O novo título da franquia, como dá para imaginar pelo parágrafo anterior, é o último de uma trilogia que conta como o mundo que conhecemos foi parar na mão dos primatas, armando o cenário pós-apocalíptico do Planeta dos Macacos original, de 1968.

Por causa disso, o diretor Matt Reeves dá uma mãozinha para quem pegou o bonde andando, e antes da cena de abertura, com frases breves projetadas na tela, resume o que aconteceu na saga até agora. Nada te impede, é claro, de assistir aos dois filmes anteriores, de 2011 e 2014 – eles não são tão bons quanto o de 2017, mas ainda estão bem acima da média dos blockbusters.

Ao contrário do que vende o título, A Guerra não é um filme de guerra o tempo todo. Em sua receita, além de muitos (muitos) tiros, vão faroeste, Bíblia, um drama psicológico convincente e referências históricas.
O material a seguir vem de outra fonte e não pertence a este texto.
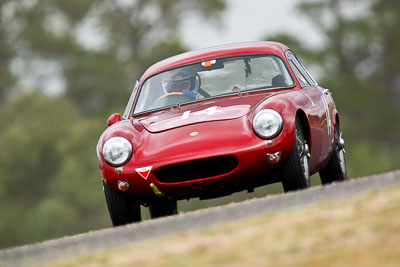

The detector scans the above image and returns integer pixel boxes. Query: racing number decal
[181,111,190,120]
[181,106,221,120]
[321,95,332,136]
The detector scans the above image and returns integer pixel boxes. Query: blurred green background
[0,0,399,249]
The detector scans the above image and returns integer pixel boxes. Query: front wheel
[281,119,311,192]
[103,180,141,226]
[319,124,348,184]
[149,199,178,219]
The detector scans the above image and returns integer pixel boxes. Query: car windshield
[133,54,294,114]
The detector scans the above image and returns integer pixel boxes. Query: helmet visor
[167,80,191,92]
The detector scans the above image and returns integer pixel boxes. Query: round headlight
[102,137,132,166]
[253,109,283,139]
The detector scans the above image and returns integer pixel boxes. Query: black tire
[319,124,348,184]
[281,119,311,192]
[103,180,141,226]
[149,199,178,219]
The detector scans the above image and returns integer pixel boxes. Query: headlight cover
[253,109,283,139]
[103,137,132,166]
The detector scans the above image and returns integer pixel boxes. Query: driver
[162,68,199,99]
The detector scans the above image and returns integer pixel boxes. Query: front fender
[249,92,299,149]
[97,119,143,169]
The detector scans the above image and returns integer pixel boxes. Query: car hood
[136,92,279,133]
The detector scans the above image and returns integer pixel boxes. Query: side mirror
[107,113,121,126]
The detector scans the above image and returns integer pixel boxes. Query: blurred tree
[0,0,16,104]
[0,92,78,246]
[64,49,129,116]
[370,0,400,110]
[24,117,109,242]
[65,0,225,116]
[0,0,225,115]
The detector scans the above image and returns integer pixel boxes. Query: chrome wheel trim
[337,132,346,174]
[338,149,346,174]
[302,150,310,182]
[296,130,310,183]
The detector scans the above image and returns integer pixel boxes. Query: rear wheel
[103,180,141,226]
[149,199,178,219]
[282,119,311,192]
[319,124,348,184]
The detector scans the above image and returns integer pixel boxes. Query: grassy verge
[45,187,400,267]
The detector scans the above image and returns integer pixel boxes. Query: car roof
[140,41,289,82]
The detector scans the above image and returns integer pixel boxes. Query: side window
[122,80,139,119]
[289,59,310,87]
[295,54,318,86]
[287,51,317,87]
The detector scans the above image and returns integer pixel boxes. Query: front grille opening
[155,156,238,183]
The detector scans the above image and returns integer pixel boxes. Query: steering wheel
[155,92,184,102]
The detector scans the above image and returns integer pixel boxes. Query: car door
[286,51,334,164]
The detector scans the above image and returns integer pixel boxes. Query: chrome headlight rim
[253,109,283,139]
[102,137,133,167]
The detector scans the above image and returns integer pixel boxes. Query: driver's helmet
[162,68,199,97]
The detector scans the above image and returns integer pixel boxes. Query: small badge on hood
[135,166,153,180]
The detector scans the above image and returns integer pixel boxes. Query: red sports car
[97,42,347,226]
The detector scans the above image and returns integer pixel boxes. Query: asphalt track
[1,170,400,266]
O chimpanzé César (Andy Serkis) é uma espécie de Moisés particularmente peludo. No período em que se passa a história, graças a um vírus criado por cientistas humanos, ele e os demais macacos já atingiram o mesmo grau de inteligência do Homo sapiens. César discursa como Getúlio Vargas, cavalga como Lancelot e é padrão John Lennon de pacifismo.

O mesmo vírus que cria super símios mata seres humanos. Em um mundo vazio, com as cidades abandonadas já tomadas pela natureza, o cruel Coronel McCullough (Woody Harrelson) lidera um pequeno exército de humanos sobreviventes, imunes à “gripe símia”.

O quartel humano também é uma espécie de campo de concentração, em que macacos que costumavam seguir Koba – um bonobo que se revoltou contra a causa de César e foi morto – são submetidos a trabalhos forçados.

McCullough é uma versão pós-apocalíptica do Coronel Kurtz de Apocalypse Now. Seu humor, com jeitinho de psicopata, flutua de maneira imprevisível, e inclui ataques de fúria e momentos reflexivos típicos dos vilões de Gary Oldman. Ele quer salvar a humanidade – o que em princípio é uma boa ideia –, mas também pôs um belo preço na cabeça de César, o herói que os dois filmes anteriores nos ensinaram a amar e apoiar. De óculos aviador e e cabeça raspada, o personagem de Harrison é o estereótipo do militar intolerante – que você simplesmente não consegue apoiar, mesmo quando é a extinção do ser humano que está em jogo.

Tudo isso é narrado no tom mais sóbrio possível – e volta e meia beira o solene. O filme, na contramão de tantos longas de super-herói, não usa o humor para se ironizar ou aliviar a tensão.

Nos minutos iniciais, McCullough atira a primeira pedra, e põe César em um dilema: dar a outra face ou buscar a vingança. A segunda opção atira o líder símio em uma aventura envolvente, a que se unem Bad Ape – o alívio cômico – e a humana Nova – uma criança muda que seu escudeiro Maurice, o macaco mais simpático (e sábio) da história do cinema, decide adotar. Daí para frente é spoiler – melhor não comentar.

Ao longo do filme, é impossível se lembrar de que por trás da computação gráfica de César há um ator humano. Cada movimento do rosto de Serkis se traduz nas feições do chimpanzé, o que, segundo o ator, é mérito da pós-produção.

“O básico não mudou muito. Você veste um macacão com pontos que mandam um sinal que é captado por câmeras em 360º graus, e você veste uma câmera montada na cabeça, que captura sua expressão facial”, explicou Serkis à SUPER. “O que mudou mesmo foram os artistas e o programa que eles usam para gerar os personagens depois. As performances dos atores são renderizadas com muito mais fidelidade.”

César talvez não fosse o herói que os blockbusters queriam, mas era o que eles precisavam. Com crise de meia idade, dilemas éticos e uma jornada quase religiosa, ele leva nas costas três filmes perfeitamente coerentes e conectados entre si – que funcionam como um todo sólido, e não uma sequência de afterthoughts feitos à toque de caixa para encher os bolsos.